Ce plan qui se présente sous la forme d’un paquet holistique de mesures prévoit en premier lieu le relèvement l’âge du départ à la retraite à 62 ans suivant un accord préalable entre l’employé et son employeur.
« Dans le secteur public, le relèvement de l’âge du départ à la retraite à 62 ans sera obligatoire. Mais dans le secteur privé, il doit faire l’objet d’un accord entre le salarié et son employeur », explique le ministre des Affaires sociales, Malek Ezzahi.
La deuxième mesure consiste à poursuivre le prélèvement de 1% sur les salaires au titre d’une contribution sociale de solidarité (CSS) durant les deux prochaines années.
« Cette contribution sera orientée directement vers les caisses sociales.

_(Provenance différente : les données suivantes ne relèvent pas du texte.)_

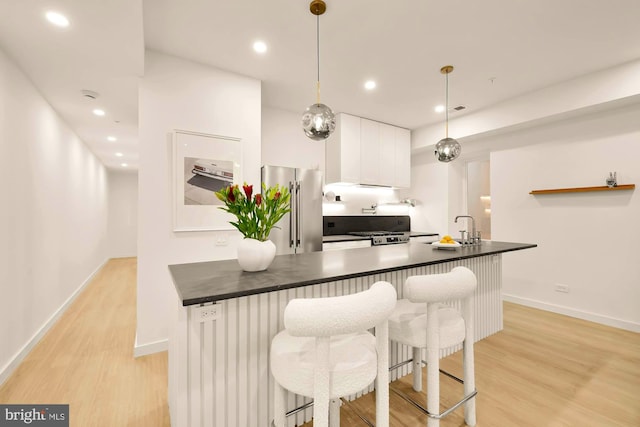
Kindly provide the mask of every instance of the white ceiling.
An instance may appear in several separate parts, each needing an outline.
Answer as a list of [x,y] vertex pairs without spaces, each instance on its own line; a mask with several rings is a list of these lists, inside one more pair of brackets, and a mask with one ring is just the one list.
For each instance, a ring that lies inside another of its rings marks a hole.
[[[415,129],[640,58],[640,1],[326,0],[322,102]],[[0,47],[108,167],[137,168],[144,48],[260,79],[263,105],[315,102],[316,18],[308,0],[0,0]],[[71,20],[51,27],[45,10]],[[268,52],[253,52],[262,39]],[[363,83],[377,81],[367,92]],[[97,100],[80,94],[99,92]],[[107,116],[91,109],[100,106]],[[108,142],[113,135],[118,141]],[[115,152],[122,152],[116,158]]]

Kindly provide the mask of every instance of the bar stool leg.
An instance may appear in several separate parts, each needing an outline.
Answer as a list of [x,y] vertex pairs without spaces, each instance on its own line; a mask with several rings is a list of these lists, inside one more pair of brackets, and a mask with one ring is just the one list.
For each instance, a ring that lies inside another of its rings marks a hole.
[[275,381],[273,393],[273,424],[275,427],[286,427],[287,390]]
[[[427,305],[427,411],[440,414],[440,335],[438,304]],[[438,418],[427,417],[428,427],[439,427]]]
[[413,349],[413,389],[422,391],[422,349],[412,347]]
[[329,427],[340,427],[340,399],[331,399],[329,402]]

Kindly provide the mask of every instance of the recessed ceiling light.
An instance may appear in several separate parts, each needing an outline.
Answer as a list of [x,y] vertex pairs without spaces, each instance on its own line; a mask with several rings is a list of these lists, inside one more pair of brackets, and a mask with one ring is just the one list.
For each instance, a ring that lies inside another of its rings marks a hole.
[[258,53],[265,53],[267,51],[267,44],[262,40],[258,40],[255,43],[253,43],[253,50],[255,50]]
[[66,28],[69,26],[69,19],[59,12],[50,10],[45,14],[45,16],[47,21],[51,22],[56,27]]

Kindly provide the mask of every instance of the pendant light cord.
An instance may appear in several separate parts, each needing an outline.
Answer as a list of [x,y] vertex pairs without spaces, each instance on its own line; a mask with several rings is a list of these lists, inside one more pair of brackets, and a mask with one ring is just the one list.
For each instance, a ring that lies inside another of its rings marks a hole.
[[447,88],[445,89],[445,138],[449,138],[449,73],[445,74]]
[[318,80],[316,83],[316,103],[320,104],[320,15],[316,15],[316,58],[318,60]]

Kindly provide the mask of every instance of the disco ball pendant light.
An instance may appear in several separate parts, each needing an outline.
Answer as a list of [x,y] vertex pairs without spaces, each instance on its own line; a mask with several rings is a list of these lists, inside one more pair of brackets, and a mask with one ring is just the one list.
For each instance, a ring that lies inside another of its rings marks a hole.
[[445,65],[440,69],[440,72],[446,77],[446,119],[445,119],[445,138],[438,141],[436,144],[436,159],[438,161],[448,163],[455,160],[460,155],[462,148],[460,143],[453,138],[449,138],[449,73],[453,71],[452,65]]
[[311,104],[302,115],[304,134],[314,141],[327,139],[336,128],[336,116],[331,108],[320,103],[320,15],[327,10],[322,0],[313,0],[309,10],[316,15],[316,54],[318,59],[318,80],[316,84],[316,103]]

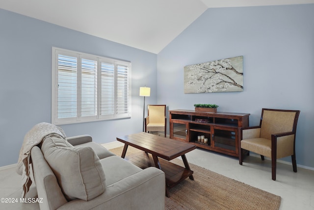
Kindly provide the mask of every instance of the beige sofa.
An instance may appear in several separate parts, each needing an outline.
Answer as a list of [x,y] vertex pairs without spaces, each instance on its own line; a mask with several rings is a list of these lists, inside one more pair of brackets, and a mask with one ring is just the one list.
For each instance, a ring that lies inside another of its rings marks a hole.
[[164,210],[165,175],[92,142],[55,134],[31,151],[41,210]]

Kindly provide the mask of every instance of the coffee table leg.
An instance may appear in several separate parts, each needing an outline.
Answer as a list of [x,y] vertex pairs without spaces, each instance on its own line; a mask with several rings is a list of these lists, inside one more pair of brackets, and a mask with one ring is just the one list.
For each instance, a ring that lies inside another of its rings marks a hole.
[[[159,162],[159,160],[158,160],[158,157],[157,156],[153,155],[153,159],[154,159],[154,162],[155,164],[155,167],[157,169],[161,170],[161,166],[160,166],[160,163]],[[167,187],[167,185],[166,184],[166,196],[168,198],[170,197],[170,195],[169,194],[169,192],[168,191],[168,187]]]
[[159,162],[159,160],[158,160],[158,157],[153,155],[153,159],[154,159],[154,162],[155,164],[155,167],[157,169],[161,170],[161,166],[160,166],[160,164]]
[[[190,170],[191,169],[190,168],[190,166],[188,165],[188,163],[187,162],[187,160],[186,159],[186,157],[185,157],[185,154],[184,154],[183,155],[181,155],[181,157],[182,157],[182,160],[183,160],[183,162],[184,164],[185,168],[188,170]],[[190,178],[190,180],[194,180],[194,178],[193,177],[193,175],[190,176],[188,177],[189,178]]]
[[122,151],[122,154],[121,155],[121,157],[122,158],[124,158],[126,157],[126,154],[127,153],[127,150],[128,150],[128,145],[126,144],[125,144],[124,147],[123,148],[123,151]]

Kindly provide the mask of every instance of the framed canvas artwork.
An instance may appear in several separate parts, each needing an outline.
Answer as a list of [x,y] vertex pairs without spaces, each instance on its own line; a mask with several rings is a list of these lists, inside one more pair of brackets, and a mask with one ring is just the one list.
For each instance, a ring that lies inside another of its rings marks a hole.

Ce prélèvement est jusqu’ici effectué au profit des caisses, mais elles n’en bénéficiaient que d’une seule partie, le reste étant affecté au budget de l’Etat », a-t-il précisé, indiquant que la contribution sociale de solidarité sera suspendue d’ici deux ans.
Le ministre a également dévoilé que des redevances « symboliques » seront instituées sur la délivrance de documents administratifs par les trois caisses sociales, estimant que ces nouvelles redevances n’auront pas un impact significatif sur le pouvoir d’achat des citoyens.
Des efforts seront, d’autre part, déployés pour améliorer le recouvrement des créances des caisses auprès des entreprises et des assurés sociaux, grâce notamment à la suspension des pénalités de retard. Ces créances s’élèvent à quelque 6 milliards de dollars, selon les données du ministère des Affaires sociales.
Selon des sources bien informées au sein du ministère, l’intérêt se porte par ailleurs sur l’instauration de taxes sur les produits nocifs comme le tabac et l’alcool ou encore les activités industrielles très polluantes. L’idée de la surtaxation des produits nocifs et polluants s’inspire de l’expérience de la France, où plus de 50% des taxes sur les produits classés nocifs sont reversées aux caisses sociales.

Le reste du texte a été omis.